Nessa época o nosso escasso e esparso diálogo algo se reacendeu, enquanto membros da chamada "blogosfera", feito de raras mensagens e ocasionais comentários - nos quais ele mostrava continuar atento a Moçambique. Como quando comigo resmungou por ter eu ecoado no meu ma-schamba as opiniões expressas num livro de William Minter, o norte-americano compagnon de route da Frelimo, cujas perspectivas considerava ele (e bem) serem enviesadas, na senda de algum marxismo anglófono dos anos 60s, demasiado embrenhado na causa anticolonial e no vitupério antiportuguês para produzir visões lúcidas sobre os processos históricos. Um pequeníssimo detalhe, mas precioso por demonstrar a constante disciplina da sua visão analítica, imune a maximalismos militantes.
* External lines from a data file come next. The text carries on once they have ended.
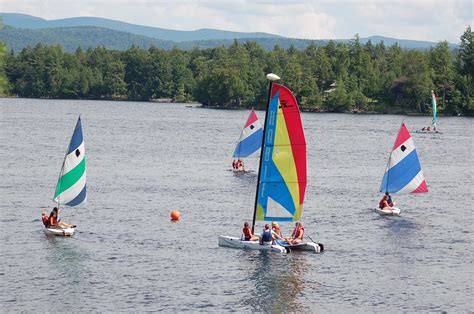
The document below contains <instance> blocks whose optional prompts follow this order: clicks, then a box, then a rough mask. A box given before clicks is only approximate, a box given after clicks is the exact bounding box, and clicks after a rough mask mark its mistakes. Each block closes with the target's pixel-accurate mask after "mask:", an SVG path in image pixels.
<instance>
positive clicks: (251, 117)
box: [232, 110, 263, 158]
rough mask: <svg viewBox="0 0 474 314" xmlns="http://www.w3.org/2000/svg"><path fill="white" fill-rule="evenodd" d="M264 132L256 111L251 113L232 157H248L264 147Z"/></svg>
mask: <svg viewBox="0 0 474 314" xmlns="http://www.w3.org/2000/svg"><path fill="white" fill-rule="evenodd" d="M262 137H263V130H262V124H261V123H260V120H258V116H257V114H256V113H255V111H253V110H252V111H251V112H250V115H249V117H248V119H247V122H246V123H245V126H244V128H243V129H242V133H240V138H239V142H238V143H237V146H236V147H235V150H234V154H233V156H232V157H235V158H239V157H248V156H250V155H252V154H253V153H255V152H256V151H257V150H259V149H260V146H262Z"/></svg>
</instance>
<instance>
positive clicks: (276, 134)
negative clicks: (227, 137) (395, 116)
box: [218, 74, 323, 253]
mask: <svg viewBox="0 0 474 314" xmlns="http://www.w3.org/2000/svg"><path fill="white" fill-rule="evenodd" d="M267 78H268V79H269V80H270V86H269V95H268V100H267V108H266V114H265V126H264V129H263V137H262V141H263V143H262V152H261V154H260V166H259V172H258V179H257V191H256V198H255V206H254V213H253V221H252V231H254V226H255V222H256V221H265V222H270V221H275V222H277V221H278V222H294V221H299V220H300V218H301V213H302V210H303V201H304V195H305V191H306V139H305V136H304V131H303V126H302V123H301V116H300V111H299V108H298V103H297V101H296V98H295V96H294V95H293V93H292V92H291V91H290V90H289V89H288V88H286V87H285V86H283V85H280V84H276V83H273V81H275V80H278V79H280V78H279V77H278V76H276V75H275V74H268V75H267ZM218 243H219V246H225V247H231V248H240V249H254V250H261V251H264V250H269V251H276V252H281V253H284V252H288V251H291V250H309V251H313V252H320V251H322V250H323V246H322V244H319V243H314V242H303V243H301V244H296V245H288V244H287V243H286V242H285V243H286V244H284V243H281V242H280V243H278V244H268V245H265V244H260V243H259V242H258V241H244V240H243V239H242V238H238V237H230V236H222V235H221V236H219V241H218Z"/></svg>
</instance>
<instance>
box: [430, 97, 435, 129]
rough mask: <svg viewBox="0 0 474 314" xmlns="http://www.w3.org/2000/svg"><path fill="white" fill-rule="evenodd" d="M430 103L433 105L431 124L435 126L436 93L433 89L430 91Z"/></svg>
mask: <svg viewBox="0 0 474 314" xmlns="http://www.w3.org/2000/svg"><path fill="white" fill-rule="evenodd" d="M431 103H432V105H433V122H432V123H431V124H432V125H433V127H436V95H435V93H434V91H431Z"/></svg>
Entretanto a Comissão dos Descobrimentos fora extinta e Rui Pereira ocupara a presidência do então Instituto Português do Livro e das Bibliotecas.** Em 2004 contactou-me, anunciando que nessa condição se deslocaria a Maputo inserido na visita oficial do Primeiro-Ministro Durão Barroso. Combinámos um jantar em minha casa, o qual acabaria por ser alargado a um punhado de quadros do nosso ministério da Cultura e a amigos também integrantes dessa comitiva. Foi nesse dia que me apareceu com o "tu", então já entre quarentões. E também com a oferta do excepcional "Viva o Povo Brasileiro", de Ubaldo Ribeiro, acompanhado da dedicatória verbal "para veres que há mais sítios para te encantares", um "o mundo é muito grande!" que era uma evidente (e lúcida) convocatória para que me descentrasse eu de Moçambique, que tanto me monopolizava.
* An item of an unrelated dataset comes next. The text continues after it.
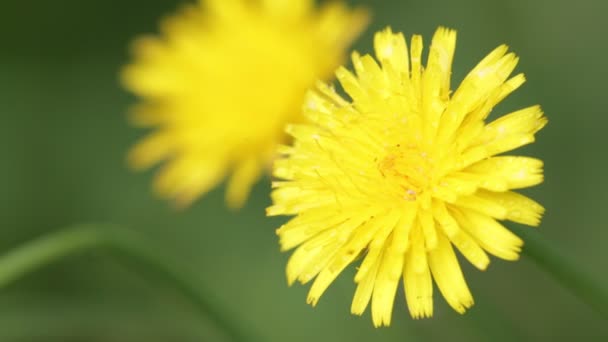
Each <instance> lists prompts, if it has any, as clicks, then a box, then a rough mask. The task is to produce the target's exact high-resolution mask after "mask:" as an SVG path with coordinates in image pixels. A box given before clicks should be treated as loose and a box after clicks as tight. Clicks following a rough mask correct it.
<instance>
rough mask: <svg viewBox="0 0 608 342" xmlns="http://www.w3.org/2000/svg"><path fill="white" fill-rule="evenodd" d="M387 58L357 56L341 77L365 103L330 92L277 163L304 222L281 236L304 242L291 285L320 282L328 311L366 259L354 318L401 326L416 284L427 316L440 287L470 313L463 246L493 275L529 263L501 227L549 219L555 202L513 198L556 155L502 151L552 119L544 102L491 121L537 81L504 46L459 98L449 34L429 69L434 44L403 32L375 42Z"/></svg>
mask: <svg viewBox="0 0 608 342" xmlns="http://www.w3.org/2000/svg"><path fill="white" fill-rule="evenodd" d="M374 44H375V54H376V59H374V58H373V57H371V56H369V55H365V56H360V55H359V54H357V53H355V54H353V57H352V62H353V66H354V69H355V73H352V72H350V71H349V70H347V69H345V68H339V69H338V70H337V72H336V75H337V78H338V80H339V82H340V84H341V85H342V87H343V89H344V90H345V91H346V93H347V94H348V95H349V96H350V99H351V100H347V99H345V98H344V97H343V96H341V95H339V94H338V93H337V92H336V91H335V90H334V89H333V88H332V87H330V86H327V85H326V84H322V83H321V84H319V85H318V87H317V89H316V90H315V91H311V92H310V93H309V95H308V96H307V98H306V100H305V106H304V113H305V116H306V117H307V118H308V120H309V121H310V123H309V124H293V125H290V126H289V127H288V128H287V131H288V133H289V134H290V135H292V136H293V137H294V144H293V145H292V146H283V147H281V153H282V158H280V159H279V160H277V161H276V163H275V166H274V172H273V173H274V176H275V177H277V178H278V180H277V181H275V182H274V183H273V188H274V190H273V192H272V198H273V205H272V206H271V207H269V208H268V209H267V213H268V214H269V215H295V217H294V218H292V219H291V220H290V221H289V222H288V223H286V224H285V225H283V226H282V227H281V228H280V229H278V231H277V233H278V235H279V236H280V243H281V247H282V249H283V250H289V249H293V248H296V247H297V249H296V250H295V252H294V253H293V255H292V256H291V258H290V260H289V262H288V265H287V277H288V281H289V283H290V284H291V283H293V282H295V281H296V280H298V281H300V282H302V283H307V282H309V281H311V280H313V279H314V282H313V284H312V287H311V289H310V292H309V295H308V302H309V303H311V304H313V305H315V304H316V303H317V302H318V300H319V298H320V297H321V295H322V294H323V292H324V291H325V290H326V289H327V287H328V286H329V285H330V284H331V283H332V282H333V280H334V279H335V278H336V277H337V276H338V275H339V273H340V272H342V270H344V269H345V268H346V267H347V266H348V265H349V264H351V263H353V262H354V261H355V260H357V259H362V261H361V264H360V265H359V267H358V270H357V273H356V276H355V279H354V280H355V282H356V283H357V290H356V292H355V295H354V299H353V302H352V308H351V311H352V313H354V314H362V313H363V312H364V311H365V309H366V308H367V306H368V304H369V303H370V302H371V315H372V319H373V323H374V325H375V326H382V325H389V324H390V322H391V316H392V308H393V303H394V300H395V294H396V291H397V288H398V286H399V282H400V280H401V279H402V280H403V285H404V290H405V297H406V300H407V305H408V307H409V311H410V313H411V315H412V317H414V318H422V317H429V316H431V315H432V314H433V299H432V298H433V281H434V283H436V285H437V287H438V289H439V291H440V292H441V294H442V295H443V297H444V298H445V299H446V301H447V302H448V304H449V305H450V306H451V307H452V308H454V309H455V310H456V311H458V312H460V313H463V312H464V311H465V310H466V309H467V308H469V307H471V306H472V305H473V297H472V295H471V293H470V291H469V288H468V286H467V284H466V282H465V279H464V277H463V274H462V271H461V268H460V265H459V262H458V260H457V257H456V254H455V252H454V247H455V248H456V249H457V250H458V251H459V252H460V253H461V254H462V255H463V257H464V258H466V259H467V260H468V261H469V262H471V263H472V264H473V265H474V266H475V267H477V268H478V269H480V270H484V269H486V267H487V266H488V264H489V262H490V259H489V256H488V254H491V255H494V256H496V257H499V258H501V259H505V260H515V259H517V258H518V256H519V252H520V250H521V247H522V244H523V242H522V240H521V239H520V238H518V237H517V236H516V235H515V234H513V233H512V232H511V231H510V230H508V229H507V228H505V227H504V226H503V225H502V224H501V223H500V222H499V221H500V220H510V221H514V222H518V223H522V224H526V225H531V226H537V225H538V224H539V223H540V218H541V215H542V214H543V211H544V209H543V207H542V206H541V205H539V204H538V203H536V202H534V201H533V200H531V199H529V198H527V197H525V196H523V195H521V194H518V193H516V192H513V191H512V190H513V189H519V188H525V187H529V186H533V185H536V184H538V183H540V182H542V180H543V174H542V166H543V163H542V161H540V160H538V159H533V158H528V157H521V156H497V155H500V154H502V153H504V152H507V151H510V150H512V149H515V148H518V147H520V146H522V145H525V144H528V143H531V142H533V141H534V134H535V133H536V132H537V131H539V130H540V129H541V128H542V127H543V126H544V125H545V124H546V122H547V121H546V118H545V117H544V116H543V113H542V111H541V109H540V107H538V106H532V107H528V108H524V109H521V110H518V111H515V112H512V113H510V114H507V115H504V116H502V117H500V118H498V119H496V120H494V121H492V122H490V123H486V119H487V117H488V115H489V114H490V112H491V111H492V109H493V107H494V106H495V105H496V104H498V103H499V102H500V101H502V100H503V99H504V98H505V97H506V96H507V95H509V94H510V93H511V92H513V91H514V90H516V89H517V88H518V87H519V86H520V85H522V83H524V81H525V79H524V76H523V75H522V74H519V75H516V76H514V77H511V78H509V77H510V75H511V73H512V72H513V70H514V68H515V66H516V64H517V62H518V58H517V57H516V56H515V55H514V54H513V53H510V52H508V48H507V47H506V46H504V45H502V46H499V47H498V48H496V49H495V50H494V51H492V52H491V53H490V54H488V55H487V57H485V58H484V59H483V60H482V61H481V62H479V64H478V65H477V66H476V67H475V68H474V69H473V70H472V71H471V72H470V73H469V74H468V75H467V76H466V77H465V78H464V80H463V81H462V83H461V84H460V86H459V87H458V88H457V89H456V90H455V91H454V92H452V91H451V90H450V77H451V66H452V60H453V56H454V50H455V46H456V32H455V31H453V30H450V29H445V28H439V29H438V30H437V31H436V33H435V35H434V37H433V39H432V42H431V46H430V50H429V54H428V60H427V63H426V66H425V67H423V65H422V62H421V55H422V50H423V40H422V38H421V37H420V36H418V35H415V36H413V37H412V39H411V42H410V47H409V49H408V47H407V45H406V40H405V39H404V37H403V35H402V34H400V33H397V34H395V33H393V32H392V31H391V30H390V29H386V30H384V31H382V32H379V33H377V34H376V36H375V41H374Z"/></svg>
Esse seu encanto pelo Brasil era algo já antigo, sinalizado na sua participação - subentendo que de cariz institucional - no tão interessante livro "Viagem Philosophica: Uma Redescoberta da Amazônia" (1992), a celebração dos 2 séculos da expedição amazónica do naturalista Alexandre Rodrigues Ferreira. Bem como na sua actuação, nesse mesmo 1992 - ano da influente Exposição de Sevilha, que foi também marco nas comemorações portuguesas -, como comissário executivo da grande exposição "Brasil nas Vésperas do Mundo Moderno", cuja comissão científica também integrara, conjuntamente com Jill Dias e Benjamim Enes Pereira. Interesse esse que viera a desembocar na realização da bem conseguida série televisiva "Avenida Brasil",*** que escrevera com Francisco José Viegas e fora apresentada pela RTP durante 2000. E o qual presumo se havia incrementado através da produção dos excelentes números da "Oceanos" - então já sob o magnífico grafismo da TVM Designers (Luís Moreira e Emílio Vilar), que lhe ficou imagem de marca - produzidos para a celebração dos 500 anos da viagem de Álvares Cabral: desde logo o especial de 1997 dedicado a "Vieira" e os cinco publicados em 1999 e 2000.**** 

Mas o relevante dessa viagem a Maputo foi a sua dimensão institucional. Havia já anos que organismos estatais portugueses, e até membros dos governos, se desdobravam em visitas e declarações de intenções em apoiar o Arquivo Histórico de Moçambique (AHM), o qual após a independência havia congregado a maioria dos fundos documentais existentes no país, e desde então havia subsistido com galhardia mas com condições infra-estruturais crescentemente deficitárias. Era já evidente que o AHM necessitava de novas instalações. E Rui Pereira, na sua posição de Presidente do IPLB, rompeu com a habitual retórica solidária e teve a arte de articular algumas instituições estatais portuguesas, impulsionando um apoio congregado que foi decisivo nessa transferência e, assim, na preservação da memória histórica moçambicana. Mais ainda, consciente de que as funções do IPLB eram também de actuação no apoio às redes de leitura pública da CPLP, Rui Pereira quis encetar um ambicioso programa de cooperação com as bibliotecas provinciais e distritais moçambicanas - além de dinamizar feiras do livro de grande dimensão a efectuar em capitais provinciais. Mas para esse projecto de apoio institucional as dificuldades seriam intransponíveis, dada a fragilidade das infra-estruturas moçambicanas, as quais seriam de facto incapazes de absorver os apoios materiais que ele, energicamente, se predispunha a congregar. E foi isso que lhe vim a dizer, um doloroso conselho informal quando me pediu a opinião. Todo este seu empenho, energia e criatividade no estabelecimento de uma verdadeira "cooperação cultural" com Moçambique poderá, à distância, parecer algo vulgar. Mas foi mesmo um caso raro, excepcional até, de competência no desempenho de funções públicas no âmbito da "cooperação", de ajuda pública ao desenvolvimento. E, também, de evidente e desinteresseiro apreço por Moçambique.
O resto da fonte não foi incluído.